Najpierw wetknął klucz do górnego zamka w drzwiach swojego mieszkania i nacisnął klamkę. Zamknięte? Pomyślał, że Miśka wyszła do sklepu po coś, czego zabrakło w kuchni, włożył więc drugi klucz do środkowego zamka i go przekręcił. Gdy otworzył drzwi, zrobił krok i zatrzymał się osłupiały.
– Prawdziwy wałek? – zapytał, pokazując oczyma na to, co żona trzymała w prawej ręce, i się roześmiał. – Na mnie? Za co? Przecież wiedziałaś, że będę na lotnisku, a nie z kolegami na wódce.
Miśka również się roześmiała, bo jeśli nawet Daniel wracał późno z jakiegoś spotkania i zachowywał się za głośno, nigdy nie czekała na niego w przedpokoju z wałkiem.
– Zaraz po tym, gdy wyszedłeś z mieszkania, umyłam naczynia i zajęłam się swoją robotą w kuchni. Dawno nie pichciłam gołąbków po naszemu, chciałam więc zrobić ci przyjemność. Zaczęłam parzyć kapustę, gdy usłyszałam chrobotanie w zamku. Pomyślałam, że wróciłeś, bo znowu o czymś zapomniałeś. Ale dlaczego grzebiesz kluczem w środkowym zamku, skoro wiesz, że gdy jestem w domu, nigdy go nie zamykam? Wyglądało tak, jakbyś był po dużej wódce i nie mógł trafić kluczem w dziurkę. Ponieważ trwało to z minutę, może dłużej, przekręciłam górny zamek i chwyciłam za klamkę przygotowana na to, że powiem ci coś do słuchu. Za drzwiami były dwie kobiety, jedna przykucnęła z jakimś szpikulcem w ręku, druga stała za jej plecami z latarką. Nagle struchlała krzyknęłam: „Co panie tu robią?!”. A one w nogi.
– Złodziejki w biały dzień?
– Za krótko je widziałam, ale dałabym głowę, że gdzieś je spotkałam. Jedna była wyższa i tęższa, o męskim wyglądzie, druga w drucianych okularach i raczej szczupła. Można powiedzieć, że filigranowa. Tak na oko miały nie więcej niż po dwadzieścia kilka lat.
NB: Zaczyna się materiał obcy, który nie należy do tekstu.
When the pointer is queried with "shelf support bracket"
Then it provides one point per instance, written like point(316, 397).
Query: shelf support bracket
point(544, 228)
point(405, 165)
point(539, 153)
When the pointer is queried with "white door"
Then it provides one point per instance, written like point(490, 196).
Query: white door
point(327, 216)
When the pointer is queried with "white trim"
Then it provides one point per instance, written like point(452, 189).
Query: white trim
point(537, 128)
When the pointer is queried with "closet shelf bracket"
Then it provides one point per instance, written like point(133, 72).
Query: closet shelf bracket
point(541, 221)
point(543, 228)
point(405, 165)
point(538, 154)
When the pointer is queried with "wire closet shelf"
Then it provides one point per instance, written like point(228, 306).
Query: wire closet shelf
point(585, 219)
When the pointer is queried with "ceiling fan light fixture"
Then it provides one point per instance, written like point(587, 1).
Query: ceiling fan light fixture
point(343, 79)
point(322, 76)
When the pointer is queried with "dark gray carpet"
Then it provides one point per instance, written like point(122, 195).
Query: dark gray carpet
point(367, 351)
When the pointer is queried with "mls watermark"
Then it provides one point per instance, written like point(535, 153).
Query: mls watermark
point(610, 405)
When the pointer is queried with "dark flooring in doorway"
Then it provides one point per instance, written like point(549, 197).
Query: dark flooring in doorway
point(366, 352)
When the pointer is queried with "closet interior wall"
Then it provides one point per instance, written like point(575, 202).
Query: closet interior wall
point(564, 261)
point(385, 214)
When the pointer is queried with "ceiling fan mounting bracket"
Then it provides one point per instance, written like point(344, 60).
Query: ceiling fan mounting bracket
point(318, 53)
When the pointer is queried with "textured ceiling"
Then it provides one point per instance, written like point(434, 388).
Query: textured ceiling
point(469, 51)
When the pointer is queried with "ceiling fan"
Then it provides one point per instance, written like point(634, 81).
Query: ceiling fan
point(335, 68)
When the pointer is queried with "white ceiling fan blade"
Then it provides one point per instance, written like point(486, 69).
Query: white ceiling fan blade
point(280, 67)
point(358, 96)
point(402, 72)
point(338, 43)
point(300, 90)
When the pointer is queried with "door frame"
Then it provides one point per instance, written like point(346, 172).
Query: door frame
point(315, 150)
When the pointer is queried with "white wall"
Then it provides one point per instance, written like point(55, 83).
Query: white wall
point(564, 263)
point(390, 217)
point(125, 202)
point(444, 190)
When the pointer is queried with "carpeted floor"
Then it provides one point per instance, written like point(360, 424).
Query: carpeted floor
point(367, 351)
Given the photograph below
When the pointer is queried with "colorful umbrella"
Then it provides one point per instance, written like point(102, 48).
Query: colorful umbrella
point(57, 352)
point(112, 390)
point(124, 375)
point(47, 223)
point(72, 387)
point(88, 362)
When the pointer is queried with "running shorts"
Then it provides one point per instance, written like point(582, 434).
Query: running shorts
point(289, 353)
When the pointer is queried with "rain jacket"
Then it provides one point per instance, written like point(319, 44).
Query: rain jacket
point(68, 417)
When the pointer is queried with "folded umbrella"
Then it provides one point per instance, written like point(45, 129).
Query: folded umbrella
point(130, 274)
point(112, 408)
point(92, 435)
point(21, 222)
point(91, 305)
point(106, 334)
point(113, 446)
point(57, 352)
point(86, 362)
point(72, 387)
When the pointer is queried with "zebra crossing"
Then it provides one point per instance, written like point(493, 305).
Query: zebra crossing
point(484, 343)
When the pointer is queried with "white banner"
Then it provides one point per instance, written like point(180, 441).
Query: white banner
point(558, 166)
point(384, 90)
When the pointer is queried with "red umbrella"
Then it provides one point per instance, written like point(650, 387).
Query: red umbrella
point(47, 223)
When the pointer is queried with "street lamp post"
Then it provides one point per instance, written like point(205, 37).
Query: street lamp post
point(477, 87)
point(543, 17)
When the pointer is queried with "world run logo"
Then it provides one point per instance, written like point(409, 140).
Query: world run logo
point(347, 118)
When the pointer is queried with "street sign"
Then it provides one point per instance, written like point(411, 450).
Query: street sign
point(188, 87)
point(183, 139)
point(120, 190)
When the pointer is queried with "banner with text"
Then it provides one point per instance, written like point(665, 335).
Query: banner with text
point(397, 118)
W każdym razie przed trzydziestką.
– Pewnie osiedlowe włamywaczki. Teraz pełno takich. Czekały, aż wyjadę. Nie mamy telefonu stacjonarnego, nie mogły więc sprawdzić, czy jeszcze jestem, a numeru mojej komórki nie znają. W dodatku domofon nawalił. Były pewne, że nikogo nie ma w domu – dedukował Jung. – Gdyby włamały się do mieszkania, to co by wyniosły? Co można wynieść z naszego mieszkania? Fotele i kredens za ciężkie. Łóżko nie zmieści się w drzwiach, trzeba je rozmontować, co jest czasochłonne. Najwyżej telewizor, stary odtwarzacz, mój laptop, kasetkę z twoją biżuterię, futro. Książki?… Pieniądze trzymamy na koncie w banku.
– A nie pomyślałeś, że mogło im chodzić o twoje notatki? I że wcale to nie były włamywaczki?
– U mnie wakacyjna posucha. Wszystko, co ostatnio było interesujące, sumiennie opisałem. Nawet Jacek się śmiał, że jak tak dalej pójdzie, to komendant zlikwiduje jego wydział kryminalny, a mnie szefowa wyśle na grzybki.